Interpretive Summary: This research identified a gene in the fungus Fusarium that controls both toxin production and the ability of the fungus to cause disease. Fusarium is of concern to agriculture and food and feed safety, because it is a worldwide cause of the crop disease corn ear rot, and it can contaminate corn kernels, as well as food/feed derived from them, with the cancer-causing toxins fumonisins. Fungi often have master regulatory genes that control multiple biological processes, including the ability to cause diseases in animals or plants or to produce toxins. In this research, we identified a regulatory gene in Fusarium and demonstrated that the gene controls the ability to cause disease of corn and produce fumonisins. The results also indicate that this gene controls whether hundreds of other Fusarium genes are active or inactive. Based on DNA sequence analysis, the predicted functions of these other genes vary from enabling the fungus to sense changes in its environment to inducing physiological changes in plants. This research provides a foundation for understanding the biological processes that are required for Fusarium to cause crop diseases and produce toxins. This information will be of use to plant pathologists, plant breeders, and other scientists working to develop strategies that reduce diseases and toxin contamination of crops.
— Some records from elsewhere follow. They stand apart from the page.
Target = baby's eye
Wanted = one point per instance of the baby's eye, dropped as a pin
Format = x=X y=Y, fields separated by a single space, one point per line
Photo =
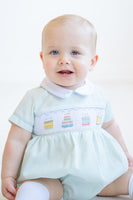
x=75 y=52
x=54 y=52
Technical Abstract: The transition from one lifestyle to another in some fungi is initiated by a single orthologous gene, SGE1 in Fusarium oxysporum, that regulates markedly different gene sets in different fungi. Despite these differences, many of the regulated genes affect pathogenicity as they encode effector proteins or proteins involved in the synthesis of secondary metabolites (SMs). Fusarium verticillioides is both an endophyte and a pathogen of maize and can grow as a saprophyte on dead plant material in the soil. During growth on live maize plants, it can synthesize a number of toxic SMs including fumonisins, fusarins, and fusaric acid, which can contaminate kernels and food and feed derived from them. In this study, the role of F. verticillioides SGE1 in pathogenicity was examined by gene deletion analysis and transcriptomics. FvSGE1 is not required for vegetative growth or conidiation but is required for wild-type pathogenicity and affects the synthesis of multiple SMs including fumonisins and fusarins. Induced expression of FvSGE1 altered expression of hundreds of genes, including numerous putative effector genes that could contribute to growth in planta, genes encoding cell surface proteins, gene clusters involved in synthesis of fusarins, bikaverin and an unknown metabolite, as well as the gene (FvFUM21) encoding the fumonisin pathway specific transcriptional regulator. Despite a global regulatory role for FvSGE1, the ability of sge1 mutants to cause some seedling disease and synthesize significant amounts of fumonisins attest to the importance of other factors regulating these processes and their elucidation.